Let me be clear here: we are not talking about responsibility to family or society, this is purely about my personal life goals and pursuits. As much as I am loving learning to draw, I came into that mode with a purpose: to give up the guilt about not doing it! To get passibly good at it so that I could use drawing as a basis for designing textiles and jewelry when it served me. Finding out that I loved to draw everday objects and scenes to document my life, or that I could actually draw passibly from imagination, well so much the better! But I was starting to feel that I could not just sit and meditatively stitch one loop into another because that was not "creative enough". Says who?
|A new wardrobe of bead crochet bangles|
|In Arlee Barr's "FrankenStitch" class we have learned|
to embrace textural embroidery.
|My buttonhole stitch sampler is still at a stage far from complete.|
|The straight stitch sampler has made some progress, but will continue to be layered and developed.|
This place I inhabit between my reality and my goals recently took inspiraton from a trip to visit family in Philly and Jersey. As I am normally too far from these people to see them more than once a year, it was so wonderful to have the opportunity for not just a visit to the close circle, but a bigger life event that drew cousins to celebrate a rite of passage. At once I was trying to accept the issues of the narrowing possibilites that age and age-related infirmities may impose on our options, and on the other, the endless opening doors of youth into adulthood. A cousins' eldest daughter was called to the Torah, and with the family and community gathered about in an inspirationally beautiful sanctuary, and with the help of her spiritual advisors and the cantor's angelic voice, she proudly and admirably took her place in the world of awareness of the "other". Her Bat Mitzvah project was involved with feeding the hungry in her own community. In addition to raising money and awareness for her local food pantry, she had collected donations of food that, made into beautiful gift baskets, served as centerpieces for the celebration that followed, and a reminder to the guests to be gratedful for our personal bounty. I thoroughly enjoyed my family reunion and danced my tush off.

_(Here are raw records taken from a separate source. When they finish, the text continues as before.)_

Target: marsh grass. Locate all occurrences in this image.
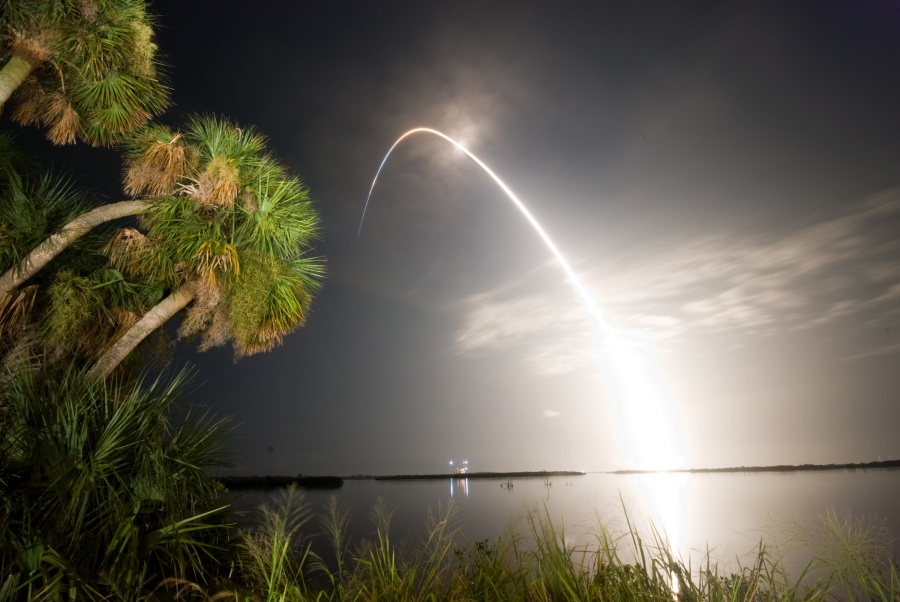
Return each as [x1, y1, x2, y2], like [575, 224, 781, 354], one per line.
[206, 491, 899, 602]
[236, 486, 316, 601]
[803, 508, 899, 602]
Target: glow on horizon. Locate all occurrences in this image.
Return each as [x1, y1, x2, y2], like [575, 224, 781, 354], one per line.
[358, 127, 685, 471]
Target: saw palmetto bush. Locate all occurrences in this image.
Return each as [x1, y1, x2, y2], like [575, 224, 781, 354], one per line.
[0, 364, 232, 600]
[0, 0, 169, 146]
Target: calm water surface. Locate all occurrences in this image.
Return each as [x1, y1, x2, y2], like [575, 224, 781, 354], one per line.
[235, 470, 900, 572]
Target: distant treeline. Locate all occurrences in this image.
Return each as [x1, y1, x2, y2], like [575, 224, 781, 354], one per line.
[611, 459, 900, 475]
[220, 475, 344, 490]
[374, 471, 585, 481]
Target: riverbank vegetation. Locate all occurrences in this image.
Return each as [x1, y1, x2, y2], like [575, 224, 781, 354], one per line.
[132, 487, 900, 601]
[1, 2, 323, 598]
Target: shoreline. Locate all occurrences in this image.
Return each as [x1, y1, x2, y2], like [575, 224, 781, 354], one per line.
[220, 460, 900, 488]
[371, 470, 585, 481]
[220, 470, 584, 489]
[609, 459, 900, 475]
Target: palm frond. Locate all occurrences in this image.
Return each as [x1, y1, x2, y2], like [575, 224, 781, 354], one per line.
[0, 284, 37, 342]
[237, 175, 321, 259]
[227, 252, 323, 358]
[9, 75, 46, 126]
[5, 0, 170, 145]
[0, 363, 231, 597]
[75, 69, 166, 145]
[185, 114, 268, 172]
[41, 91, 81, 144]
[0, 170, 95, 273]
[123, 125, 191, 197]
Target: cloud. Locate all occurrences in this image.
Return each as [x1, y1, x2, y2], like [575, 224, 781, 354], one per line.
[455, 294, 587, 354]
[589, 189, 900, 337]
[844, 341, 900, 362]
[453, 188, 900, 369]
[543, 409, 561, 418]
[454, 272, 597, 376]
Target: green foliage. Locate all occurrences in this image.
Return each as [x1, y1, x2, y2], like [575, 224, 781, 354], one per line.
[134, 195, 234, 285]
[1, 112, 324, 373]
[238, 176, 320, 259]
[193, 498, 900, 602]
[0, 7, 326, 602]
[0, 167, 93, 274]
[42, 269, 100, 347]
[185, 114, 268, 171]
[1, 0, 169, 146]
[311, 495, 353, 601]
[0, 137, 164, 371]
[803, 507, 899, 602]
[120, 115, 325, 361]
[237, 486, 315, 601]
[228, 252, 321, 357]
[0, 364, 232, 600]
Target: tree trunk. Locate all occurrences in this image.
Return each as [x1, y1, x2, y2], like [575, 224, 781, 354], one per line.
[0, 55, 35, 109]
[89, 279, 200, 380]
[0, 200, 149, 302]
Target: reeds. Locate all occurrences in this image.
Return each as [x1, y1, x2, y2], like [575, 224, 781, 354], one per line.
[216, 493, 900, 602]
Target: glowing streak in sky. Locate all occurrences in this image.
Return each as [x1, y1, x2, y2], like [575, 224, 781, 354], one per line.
[358, 127, 685, 472]
[358, 129, 611, 326]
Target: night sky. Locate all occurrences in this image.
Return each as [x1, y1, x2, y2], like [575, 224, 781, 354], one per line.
[24, 2, 900, 476]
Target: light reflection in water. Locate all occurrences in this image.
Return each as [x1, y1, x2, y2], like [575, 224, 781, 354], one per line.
[628, 472, 691, 557]
[617, 472, 691, 593]
[450, 477, 469, 498]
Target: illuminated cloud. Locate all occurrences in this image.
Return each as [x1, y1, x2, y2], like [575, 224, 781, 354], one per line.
[454, 282, 596, 376]
[454, 188, 900, 370]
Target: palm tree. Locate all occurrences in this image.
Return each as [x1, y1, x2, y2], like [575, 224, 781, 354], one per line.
[0, 197, 148, 303]
[92, 114, 325, 377]
[1, 116, 324, 378]
[0, 132, 161, 377]
[0, 0, 168, 146]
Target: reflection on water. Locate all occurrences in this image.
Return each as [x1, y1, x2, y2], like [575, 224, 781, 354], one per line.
[449, 477, 469, 498]
[240, 470, 900, 575]
[629, 472, 691, 555]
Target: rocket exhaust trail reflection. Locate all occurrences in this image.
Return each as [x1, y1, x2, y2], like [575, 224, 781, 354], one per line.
[358, 128, 687, 551]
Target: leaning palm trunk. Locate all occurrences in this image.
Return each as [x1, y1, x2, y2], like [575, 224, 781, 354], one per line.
[0, 55, 35, 108]
[90, 279, 200, 379]
[0, 199, 149, 300]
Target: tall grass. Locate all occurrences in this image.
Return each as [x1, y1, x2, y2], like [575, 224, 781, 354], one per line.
[237, 486, 315, 601]
[212, 493, 899, 602]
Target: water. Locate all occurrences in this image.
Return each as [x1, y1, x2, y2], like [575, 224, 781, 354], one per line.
[233, 470, 900, 573]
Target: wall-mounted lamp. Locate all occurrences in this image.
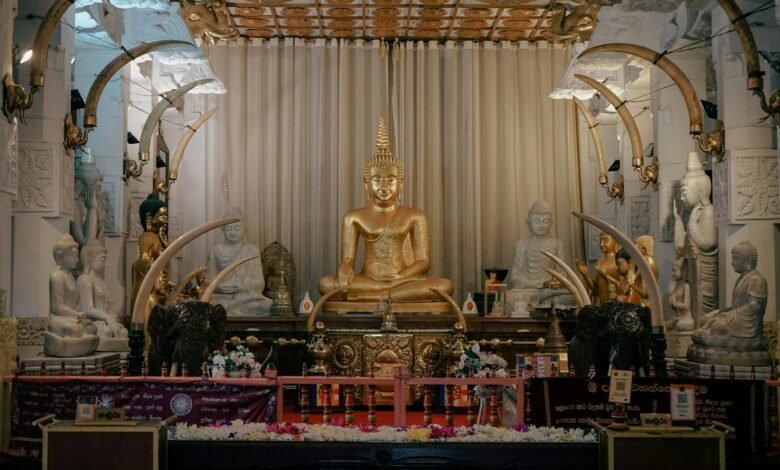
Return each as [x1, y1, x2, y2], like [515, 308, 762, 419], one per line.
[2, 0, 75, 124]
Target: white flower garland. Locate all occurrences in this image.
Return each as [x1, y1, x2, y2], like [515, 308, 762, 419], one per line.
[170, 420, 596, 444]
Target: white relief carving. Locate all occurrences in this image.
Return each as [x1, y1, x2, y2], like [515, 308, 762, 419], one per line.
[735, 155, 780, 220]
[60, 152, 74, 217]
[712, 158, 729, 222]
[14, 149, 54, 212]
[101, 177, 119, 234]
[127, 194, 146, 240]
[0, 120, 18, 196]
[629, 198, 651, 239]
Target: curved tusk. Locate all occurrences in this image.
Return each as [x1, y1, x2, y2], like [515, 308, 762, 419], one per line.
[573, 97, 608, 184]
[540, 250, 591, 307]
[29, 0, 75, 89]
[572, 212, 663, 329]
[84, 40, 195, 129]
[165, 266, 207, 307]
[169, 107, 218, 180]
[575, 75, 644, 170]
[200, 255, 259, 303]
[716, 0, 764, 92]
[544, 268, 584, 309]
[307, 288, 347, 332]
[131, 216, 239, 325]
[138, 79, 213, 162]
[430, 288, 468, 333]
[577, 43, 702, 136]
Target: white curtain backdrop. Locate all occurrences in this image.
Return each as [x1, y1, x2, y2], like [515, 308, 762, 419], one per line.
[194, 38, 582, 301]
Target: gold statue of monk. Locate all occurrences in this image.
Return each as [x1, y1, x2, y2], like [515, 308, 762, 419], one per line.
[318, 118, 453, 302]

|Still life with party favors|
Since returning home, I have completed my knitting project and pulled from the stash of UFO's a "blingy" wonderful bracelet with seed beads, rivolis, and drop bead fringe. I did some further work on the two machine quilting projects that I hope to complete before year's end, and pulled out the silk kimono from Jude's "Magic Diaries" class to work on. I was inspired by Melly Testa to join a December challenge project in "Rockstar Boro."
|The linen stitch knit scarf truly looks hand loomed.|
|This bit of bling has been waiting patiently for a year for me to return. I think it will be finished this week.|
This space between the years is filling up fast. Almost no break at all. But then I don't really want one. My years are too few, my loves too many. The colors of sunset are in that scarf, the colors of spring in that bracelet. I plan to fill the clean quiet space of winter with the color of joy.